Cetus, Belly Of The Whale
A site-specific project for the Seven Bays of North Cornwall.
Cetus, Belly Of The Whale is a tale of plastic, magic, the Atlantic, weaving worlds, apples and changing states. Experimental moving image, sculpture and photography works documenting the creation of Cetus, an eight meter long sculpture of a Humpback Whale made to raise awareness of Ghost Gear. Lost, damanged and discarded fishing ropes and nets left to haunt the Oceans, the most harmful form of marine debris.
Cetus is woven with plastic fishing rope collected from the local Seven Bays in North Cornwall by Beach Guardian CIC and their volunteers.
More about the project and other works using plastic marine waste at Terra Attune.org







Walking The Whale, Trevone, Cornwall
2020
35mm film

The 31st of October is the beginning of Samhain and the start of winter, when the veil between the worlds is at its thinnest.
On this date in 2020 artists Grace Emily Manning and Andrew Whittle traveled to Padstow in Cornwall to visit Beach Guardian and begin the weaving and enchantment of Cetus, with groups from Wadebridge School and the Beach Guardian community of volunteers.
Cetus untangles the problem of Plastic Pollution along the ancient British coastline of North Cornwall, exploring how landscape and humans can become interwoven through the magic of Art. Finding Cetus both on land in Trevone and written in the stars.
The constellation of Cetus, the sea monster, rose above us each night as we wove at Trevsiker Garden Centre in Padstow.

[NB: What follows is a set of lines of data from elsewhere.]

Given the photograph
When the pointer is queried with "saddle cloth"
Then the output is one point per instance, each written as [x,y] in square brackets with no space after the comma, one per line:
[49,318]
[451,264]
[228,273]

The Belly of The Whale, 2021
An experiment in Cornish Bladderwrack Bioplastic
Samhain Samhain,
Let the ritual begin.
We call our sacred sea ancestors to come in.
Samhain Samhain,
The tide is high the veils thin.
We honour all that has gone before as we pull the plastic in.
Samhain, Samhain,
All nature is our kin.
Our hearts reach cross the sea of time as the Great Wheel turns again.